Chemical structures of representative inhibitors of AAC(6′)-Ib –mediated enzymatic acetylation of amikacin. A, 1-[3-(2-aminoethyl)benzyl]-3- (piperidin-1-ylmethyl)pyrrolidin-3-ol; B, zinc pyrithione coordination complex; C, zinc clioquinol coordination complex [267].

4. Final remarks

Aminoglycosides are one of the first kinds of antibiotics discovered dating back to the 1940s. They are an essential component of the armamentarium against serious infections caused by Gram-negative as well as Gram-positive bacteria; in this latter case, they are usually administered in combination with other antibiotics. Although the first representatives of this family were of natural origin, further research stimulated by the emergence of aminoglycoside modifying enzymes that confer resistance and disseminate very quickly, resulted in the design of a generation of semisynthetic members that are refractory to enzymatic inactivation.

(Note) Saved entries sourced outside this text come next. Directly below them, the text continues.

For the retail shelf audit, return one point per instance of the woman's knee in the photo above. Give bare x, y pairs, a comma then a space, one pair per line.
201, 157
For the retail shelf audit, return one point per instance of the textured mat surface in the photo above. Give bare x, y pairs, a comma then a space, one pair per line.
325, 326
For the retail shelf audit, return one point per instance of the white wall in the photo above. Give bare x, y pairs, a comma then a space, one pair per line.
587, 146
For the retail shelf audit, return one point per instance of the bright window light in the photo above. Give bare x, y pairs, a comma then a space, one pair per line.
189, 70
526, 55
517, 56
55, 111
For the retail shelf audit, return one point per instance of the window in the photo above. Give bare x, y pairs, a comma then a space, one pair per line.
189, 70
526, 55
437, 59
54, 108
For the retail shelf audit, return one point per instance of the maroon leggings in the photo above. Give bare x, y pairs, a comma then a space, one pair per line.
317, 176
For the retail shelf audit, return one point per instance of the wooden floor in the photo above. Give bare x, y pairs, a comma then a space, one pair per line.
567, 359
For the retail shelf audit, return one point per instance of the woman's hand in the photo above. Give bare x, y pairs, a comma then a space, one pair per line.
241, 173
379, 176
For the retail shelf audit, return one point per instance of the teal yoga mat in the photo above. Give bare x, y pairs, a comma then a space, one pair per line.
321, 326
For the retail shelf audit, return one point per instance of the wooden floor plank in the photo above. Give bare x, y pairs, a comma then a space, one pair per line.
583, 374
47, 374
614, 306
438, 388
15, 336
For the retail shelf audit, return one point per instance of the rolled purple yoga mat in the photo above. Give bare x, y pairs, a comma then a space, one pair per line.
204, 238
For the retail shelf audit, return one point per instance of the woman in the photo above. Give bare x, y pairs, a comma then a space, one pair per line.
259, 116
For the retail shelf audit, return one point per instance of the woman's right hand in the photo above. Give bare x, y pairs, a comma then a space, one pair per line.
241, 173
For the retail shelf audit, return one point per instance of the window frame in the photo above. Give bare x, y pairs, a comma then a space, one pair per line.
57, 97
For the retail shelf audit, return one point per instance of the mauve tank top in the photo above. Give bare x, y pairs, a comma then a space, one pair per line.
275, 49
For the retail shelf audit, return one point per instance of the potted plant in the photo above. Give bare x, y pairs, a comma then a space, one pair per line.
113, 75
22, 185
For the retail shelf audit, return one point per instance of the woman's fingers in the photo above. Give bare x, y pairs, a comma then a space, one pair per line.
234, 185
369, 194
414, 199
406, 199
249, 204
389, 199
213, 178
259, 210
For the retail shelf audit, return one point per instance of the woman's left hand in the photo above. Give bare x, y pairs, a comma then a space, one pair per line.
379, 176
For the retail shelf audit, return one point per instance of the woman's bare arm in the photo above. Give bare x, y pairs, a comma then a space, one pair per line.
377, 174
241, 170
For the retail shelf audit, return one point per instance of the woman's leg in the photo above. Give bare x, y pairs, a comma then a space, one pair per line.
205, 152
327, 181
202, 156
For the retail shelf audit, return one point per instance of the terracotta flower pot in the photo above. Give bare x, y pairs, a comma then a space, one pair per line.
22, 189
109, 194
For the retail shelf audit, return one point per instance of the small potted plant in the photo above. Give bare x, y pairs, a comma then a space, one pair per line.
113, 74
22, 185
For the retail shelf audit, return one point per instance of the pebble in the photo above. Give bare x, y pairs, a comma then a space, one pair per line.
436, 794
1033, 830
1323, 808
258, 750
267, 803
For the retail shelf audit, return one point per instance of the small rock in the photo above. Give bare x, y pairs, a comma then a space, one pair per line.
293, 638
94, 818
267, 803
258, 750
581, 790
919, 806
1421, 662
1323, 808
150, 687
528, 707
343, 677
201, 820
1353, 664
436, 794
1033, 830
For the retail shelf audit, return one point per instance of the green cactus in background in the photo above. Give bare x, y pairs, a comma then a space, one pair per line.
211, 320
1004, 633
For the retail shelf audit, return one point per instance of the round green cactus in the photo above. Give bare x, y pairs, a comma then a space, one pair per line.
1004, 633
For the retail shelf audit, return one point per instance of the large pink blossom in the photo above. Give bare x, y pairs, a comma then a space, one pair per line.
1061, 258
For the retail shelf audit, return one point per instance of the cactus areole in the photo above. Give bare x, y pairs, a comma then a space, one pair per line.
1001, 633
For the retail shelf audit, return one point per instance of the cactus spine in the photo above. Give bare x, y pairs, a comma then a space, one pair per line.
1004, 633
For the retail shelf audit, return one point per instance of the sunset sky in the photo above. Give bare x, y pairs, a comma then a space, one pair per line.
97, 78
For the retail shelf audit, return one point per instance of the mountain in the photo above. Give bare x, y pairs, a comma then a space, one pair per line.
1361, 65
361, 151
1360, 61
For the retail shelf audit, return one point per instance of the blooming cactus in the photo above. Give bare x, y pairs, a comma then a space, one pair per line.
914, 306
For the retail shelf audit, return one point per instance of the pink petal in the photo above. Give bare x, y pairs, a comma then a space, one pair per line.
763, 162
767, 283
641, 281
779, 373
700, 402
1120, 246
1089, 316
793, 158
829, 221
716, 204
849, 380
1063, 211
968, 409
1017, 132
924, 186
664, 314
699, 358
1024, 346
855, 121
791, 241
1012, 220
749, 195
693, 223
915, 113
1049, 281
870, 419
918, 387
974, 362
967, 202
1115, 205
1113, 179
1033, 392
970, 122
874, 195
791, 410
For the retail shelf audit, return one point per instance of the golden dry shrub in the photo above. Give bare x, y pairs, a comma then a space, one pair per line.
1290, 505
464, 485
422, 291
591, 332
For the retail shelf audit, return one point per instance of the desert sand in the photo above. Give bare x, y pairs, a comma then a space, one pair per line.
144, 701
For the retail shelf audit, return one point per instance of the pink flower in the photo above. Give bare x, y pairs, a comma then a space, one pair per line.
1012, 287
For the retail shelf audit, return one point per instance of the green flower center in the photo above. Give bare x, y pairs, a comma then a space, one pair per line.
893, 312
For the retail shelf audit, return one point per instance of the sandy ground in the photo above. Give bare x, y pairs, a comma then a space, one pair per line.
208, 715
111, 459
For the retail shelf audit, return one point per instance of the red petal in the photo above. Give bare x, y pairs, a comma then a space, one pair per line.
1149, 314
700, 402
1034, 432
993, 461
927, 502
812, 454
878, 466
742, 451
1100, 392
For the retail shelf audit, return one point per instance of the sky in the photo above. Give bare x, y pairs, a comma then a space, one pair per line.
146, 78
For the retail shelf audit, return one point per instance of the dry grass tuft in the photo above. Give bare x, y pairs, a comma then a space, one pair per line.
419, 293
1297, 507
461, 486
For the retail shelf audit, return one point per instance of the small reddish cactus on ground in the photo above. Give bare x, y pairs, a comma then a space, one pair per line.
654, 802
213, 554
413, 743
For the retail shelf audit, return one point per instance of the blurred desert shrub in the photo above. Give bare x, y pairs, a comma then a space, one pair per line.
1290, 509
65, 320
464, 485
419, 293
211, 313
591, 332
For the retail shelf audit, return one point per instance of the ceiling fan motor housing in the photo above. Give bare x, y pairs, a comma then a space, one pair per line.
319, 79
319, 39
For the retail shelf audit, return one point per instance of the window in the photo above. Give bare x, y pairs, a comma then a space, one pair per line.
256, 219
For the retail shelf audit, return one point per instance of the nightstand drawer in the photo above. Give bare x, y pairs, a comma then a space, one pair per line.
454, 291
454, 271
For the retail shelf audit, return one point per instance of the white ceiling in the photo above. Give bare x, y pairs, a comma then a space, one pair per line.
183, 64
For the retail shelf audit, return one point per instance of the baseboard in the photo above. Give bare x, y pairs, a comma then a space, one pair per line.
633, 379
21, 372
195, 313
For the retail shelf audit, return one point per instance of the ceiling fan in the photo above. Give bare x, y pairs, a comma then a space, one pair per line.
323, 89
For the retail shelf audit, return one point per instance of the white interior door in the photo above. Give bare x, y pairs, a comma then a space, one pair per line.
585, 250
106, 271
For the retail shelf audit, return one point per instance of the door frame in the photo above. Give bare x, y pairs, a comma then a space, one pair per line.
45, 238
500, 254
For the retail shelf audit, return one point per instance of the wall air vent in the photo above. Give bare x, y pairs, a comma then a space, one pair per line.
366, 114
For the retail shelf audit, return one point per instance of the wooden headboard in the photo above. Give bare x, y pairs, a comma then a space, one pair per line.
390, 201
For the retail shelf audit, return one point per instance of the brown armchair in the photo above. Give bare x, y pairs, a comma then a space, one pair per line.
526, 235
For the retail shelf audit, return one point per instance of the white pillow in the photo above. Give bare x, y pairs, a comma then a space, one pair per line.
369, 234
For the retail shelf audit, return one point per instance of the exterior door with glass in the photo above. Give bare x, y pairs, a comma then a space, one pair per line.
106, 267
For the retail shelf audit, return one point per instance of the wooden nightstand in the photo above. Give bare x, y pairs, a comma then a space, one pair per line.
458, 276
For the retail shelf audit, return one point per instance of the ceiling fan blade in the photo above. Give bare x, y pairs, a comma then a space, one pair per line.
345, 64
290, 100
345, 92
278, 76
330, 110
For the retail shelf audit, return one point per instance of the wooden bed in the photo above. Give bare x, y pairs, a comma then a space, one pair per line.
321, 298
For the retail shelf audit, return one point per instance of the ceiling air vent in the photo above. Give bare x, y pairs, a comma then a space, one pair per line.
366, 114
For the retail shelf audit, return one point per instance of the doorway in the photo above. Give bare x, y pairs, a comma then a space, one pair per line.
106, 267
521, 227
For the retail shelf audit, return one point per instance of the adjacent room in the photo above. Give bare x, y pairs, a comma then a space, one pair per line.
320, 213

Amikacin, introduced in the late 1970s, was and continues to be an essential antibiotic used against numerous infections caused by multidrug-resistant organisms. Unfortunately, the AAC(6′)-I enzymes, and in particular the AAC(6′)-Ib, threaten to reduce the efficacy of amikacin. However, research efforts to design new semisynthetic molecules such as plazomicin or inhibitors of the expression or action of AAC(6′)-Ib, give hope that we will continue to count on aminoglycosides to fight severe multiresistant infections.